July 14, 2009 at 4:21 pm
kevinwinters (7/10/2009)
I am running this query in the query analyzer:update claimfile set recreason = ''
The computer is not a dog but it has been running for 3 hours - is there a better way to change a field to be "blank" instead of "null" in 3 million records?
If that is really the code you executed, then you are updating the value of recreason for every single row in the table to an empty string. You have stated that what you wanted to do is update all rows where recreason is null to an empty string. That would be:
UPDATE claimfile SET recreason = '' WHERE recreason IS NULL;
The question I have is how many rows do you have where the value is null, and do you have an index on the column recreason? Run the following:
SELECT count(*) FROM claimfile WHERE recreason IS NULL;
I also would like to ask why you are doing this, what problem are you trying to solve? If you change all of the nulls to empty string - but do not fix the table and/or the application it is just going to input nulls again. Is there a problem with having a null in that column?

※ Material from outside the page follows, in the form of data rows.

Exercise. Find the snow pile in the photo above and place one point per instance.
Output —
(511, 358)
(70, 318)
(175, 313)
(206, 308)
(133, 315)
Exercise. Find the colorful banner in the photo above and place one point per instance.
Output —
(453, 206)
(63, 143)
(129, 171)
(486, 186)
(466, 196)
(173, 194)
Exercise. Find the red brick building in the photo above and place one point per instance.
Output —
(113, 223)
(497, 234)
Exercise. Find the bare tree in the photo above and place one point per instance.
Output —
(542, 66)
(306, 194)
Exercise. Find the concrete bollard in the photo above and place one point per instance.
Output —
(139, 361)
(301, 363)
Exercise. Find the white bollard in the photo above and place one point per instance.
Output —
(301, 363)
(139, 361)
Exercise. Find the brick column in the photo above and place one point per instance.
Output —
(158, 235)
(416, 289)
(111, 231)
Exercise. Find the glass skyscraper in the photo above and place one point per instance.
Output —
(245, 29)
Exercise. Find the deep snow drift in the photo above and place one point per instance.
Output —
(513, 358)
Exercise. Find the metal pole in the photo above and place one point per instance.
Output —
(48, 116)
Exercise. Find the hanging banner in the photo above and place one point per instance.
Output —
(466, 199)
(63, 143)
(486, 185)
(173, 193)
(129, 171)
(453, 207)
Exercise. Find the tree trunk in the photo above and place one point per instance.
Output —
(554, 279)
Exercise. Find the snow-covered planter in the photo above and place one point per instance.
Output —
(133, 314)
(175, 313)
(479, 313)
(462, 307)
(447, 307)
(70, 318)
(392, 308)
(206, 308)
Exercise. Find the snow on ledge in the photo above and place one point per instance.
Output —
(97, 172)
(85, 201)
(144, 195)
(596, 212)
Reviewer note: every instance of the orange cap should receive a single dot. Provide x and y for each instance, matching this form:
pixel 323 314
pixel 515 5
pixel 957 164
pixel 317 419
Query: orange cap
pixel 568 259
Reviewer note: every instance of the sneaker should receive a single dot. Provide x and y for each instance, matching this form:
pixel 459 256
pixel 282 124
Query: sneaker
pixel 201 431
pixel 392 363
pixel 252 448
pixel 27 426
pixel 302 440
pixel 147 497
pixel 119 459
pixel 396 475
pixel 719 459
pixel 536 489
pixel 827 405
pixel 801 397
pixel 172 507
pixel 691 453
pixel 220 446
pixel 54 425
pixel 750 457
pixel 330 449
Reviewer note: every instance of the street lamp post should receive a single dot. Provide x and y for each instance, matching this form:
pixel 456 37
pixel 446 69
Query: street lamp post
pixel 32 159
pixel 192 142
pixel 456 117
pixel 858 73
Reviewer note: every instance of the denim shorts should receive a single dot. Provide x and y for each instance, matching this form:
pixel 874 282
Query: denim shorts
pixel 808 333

One way around all of this would be to create a computed column and use that instead of the column with a null. Or, you could create a view where the column is converted for you. For example:
ALTER TABLE claimfile ADD COLUMN COALESCE(recreason, '') AS recreason_nonulls;
CREATE VIEW dbo.claimfile_view AS
SELECT {list of columns}, COALESCE(recreason, '') AS recreason_nonulls
FROM claimfile;
GO
Jeffrey Williams
“We are all faced with a series of great opportunities brilliantly disguised as impossible situations.”
― Charles R. Swindoll
How to post questions to get better answers faster
Managing Transaction Logs
July 14, 2009 at 4:50 pm
yes, that is the exact query.
*every* row of that field is null, I am trying to make every row of that field blank so I can concatenate the field to some new information
What I have in my effort to automate is:
I create that column after the table is imported, typically the table is 3 million records or more.
Then I have a several queries that I run 1 at a time that adds information to that field but concatenates the original information in that field called "recreason". Like:
UPDATE [testtable] SET [testtable].rfa = 'Y', [testtable].recreason = [testtable].recreason +' '+'DRG' where blah blah.....
I need that field to end up after 10 queries to look like " DRG KOT DER " (say that 3 of the queries were "hits")
Now if recreason is null - this doesn't work but if it is blank then it does work....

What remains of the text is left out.